Sunday, October 1, 2017

Malark

"Sometimes in the night, when the quiet wasn't feared as much, I'd think of home." Donald G. Malarkey at Bastogne, January 1945. Easy Company Soldier, Sgt. Don Malarkey with Bob Welch (2008).

Mourning the passing of Don Malarkey, soldier.

Consequential lives. That's what the soldiers of Easy Company, 506th Parachute Infantry Regiment, 101st Airborne lived. What they did mattered.

He tried to enlist in the Marine Corps in the days following Pearl Harbor. He was rejected because of his teeth. Go figure. His next attempt was with the Army Air Corps - bad math. Drafted, he volunteered for the parachute infantry, having read that they were the best.

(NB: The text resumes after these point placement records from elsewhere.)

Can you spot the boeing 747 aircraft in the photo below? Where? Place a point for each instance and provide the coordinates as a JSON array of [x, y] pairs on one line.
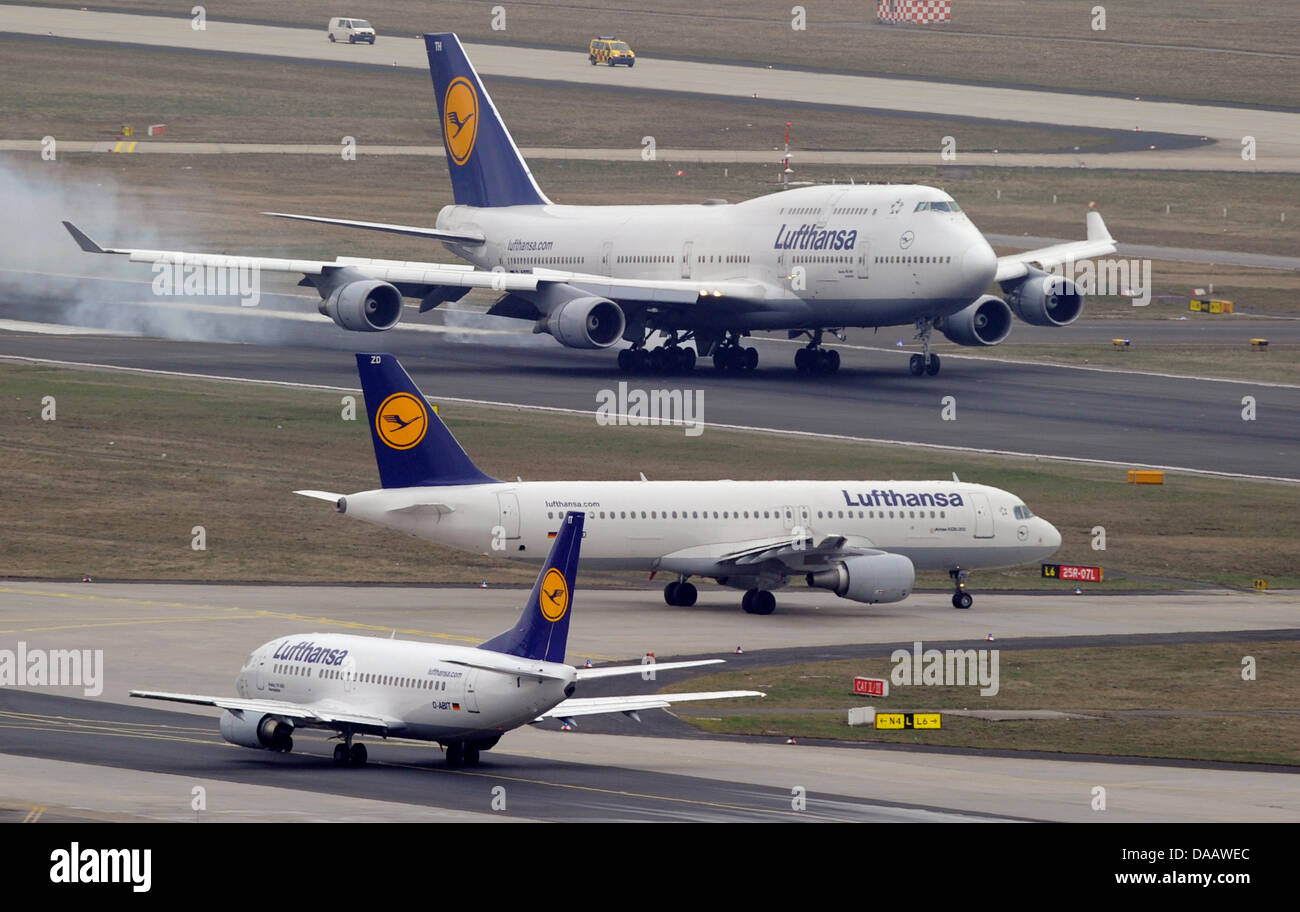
[[861, 539], [806, 261], [462, 696]]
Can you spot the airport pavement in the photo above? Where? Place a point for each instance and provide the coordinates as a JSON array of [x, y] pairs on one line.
[[1277, 133], [116, 758], [1006, 407], [1208, 157]]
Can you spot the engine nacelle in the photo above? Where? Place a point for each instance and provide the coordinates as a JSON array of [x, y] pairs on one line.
[[258, 732], [1045, 300], [867, 578], [585, 322], [986, 322], [368, 305]]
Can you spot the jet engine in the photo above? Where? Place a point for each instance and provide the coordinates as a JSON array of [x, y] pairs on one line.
[[867, 578], [986, 322], [259, 732], [585, 322], [367, 305], [1045, 300]]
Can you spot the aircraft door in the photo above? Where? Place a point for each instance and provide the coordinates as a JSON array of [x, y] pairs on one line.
[[472, 690], [508, 504], [983, 516]]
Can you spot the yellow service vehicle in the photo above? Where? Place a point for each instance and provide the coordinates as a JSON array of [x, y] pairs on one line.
[[610, 50]]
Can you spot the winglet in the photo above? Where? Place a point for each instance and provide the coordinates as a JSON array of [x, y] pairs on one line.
[[1096, 228], [83, 239]]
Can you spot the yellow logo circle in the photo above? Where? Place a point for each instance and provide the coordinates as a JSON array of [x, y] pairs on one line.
[[554, 599], [460, 120], [402, 421]]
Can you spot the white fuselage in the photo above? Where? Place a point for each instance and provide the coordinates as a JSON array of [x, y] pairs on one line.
[[845, 255], [419, 684], [684, 526]]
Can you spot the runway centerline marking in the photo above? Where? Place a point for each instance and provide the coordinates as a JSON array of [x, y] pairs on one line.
[[814, 435]]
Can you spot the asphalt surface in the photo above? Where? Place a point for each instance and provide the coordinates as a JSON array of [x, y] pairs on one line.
[[1277, 133], [108, 756], [1014, 407]]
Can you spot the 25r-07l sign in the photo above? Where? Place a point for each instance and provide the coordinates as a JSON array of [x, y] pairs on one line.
[[1071, 573]]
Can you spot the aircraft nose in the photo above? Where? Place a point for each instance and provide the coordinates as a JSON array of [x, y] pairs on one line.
[[979, 264]]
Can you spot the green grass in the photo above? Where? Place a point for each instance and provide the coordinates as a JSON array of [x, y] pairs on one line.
[[1186, 702], [86, 92], [131, 464], [1048, 43]]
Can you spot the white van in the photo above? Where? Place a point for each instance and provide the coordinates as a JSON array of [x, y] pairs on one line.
[[350, 30]]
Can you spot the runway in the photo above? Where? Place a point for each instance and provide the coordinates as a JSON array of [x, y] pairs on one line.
[[111, 758], [1006, 407], [1275, 131]]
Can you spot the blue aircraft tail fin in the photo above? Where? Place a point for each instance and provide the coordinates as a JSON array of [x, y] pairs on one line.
[[542, 629], [486, 168], [412, 446]]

On June 5th, 1944 he climbed aboard a C-47 transport, carrying equipment that weighed almost as much as he did. The many perils of that night eluded him, and he joined on the ground a small band of night fighters. Toward morning they accompanied Lt. Richard Winters on an assault to neutralize artillery pieces raining death on the beaches at Normandy.

They numbered twelve. The Germans - five times more. In a brilliant piece of fire and maneuver still studied at The United States Military Academy at West Point, Lt. Winters led his team on a successful attack that silenced those guns. Malarkey won the Bronze Star for Valor. He was twenty-three years old.

Don Malarkey saw more action, and was on the line for more days, than any of the original troopers of Easy. He was still at the tip of the Allied spear when the 101st captured Berchtesgaden, Hitler's "Eagles Nest." They went to Austria to garrison, having been told that they were bound for the Pacific. Fortunately, the war ended prior to his redeployment.

I saw Don Malarkey at a presentation in 2011. He was touring the country, in the company of a friend, speaking about leadership. He talked of the other men, about their bravery, their sacrifice. He didn't say anything about himself.

I watched the Band of Brothers series, especially the interviews with the veterans. They all reminded me of my father. He had served in the Pacific, and fought in several of the most savage battles warfare has ever seen. He always said the same thing - "I was a part of something bigger than me. Those other kids, the ones who died or were badly shot up... Those were the heroes."

Don Malarkey wrote that this entered his mind, from Invictus, as he leapt into the night over France:

Out of the night that covers me
black as the Pit from pole to pole,
I thank whatever gods may be
for my unconquerable soul.

Thank you for your service, Sgt. Your soul, and the souls of millions like you, liberated a world.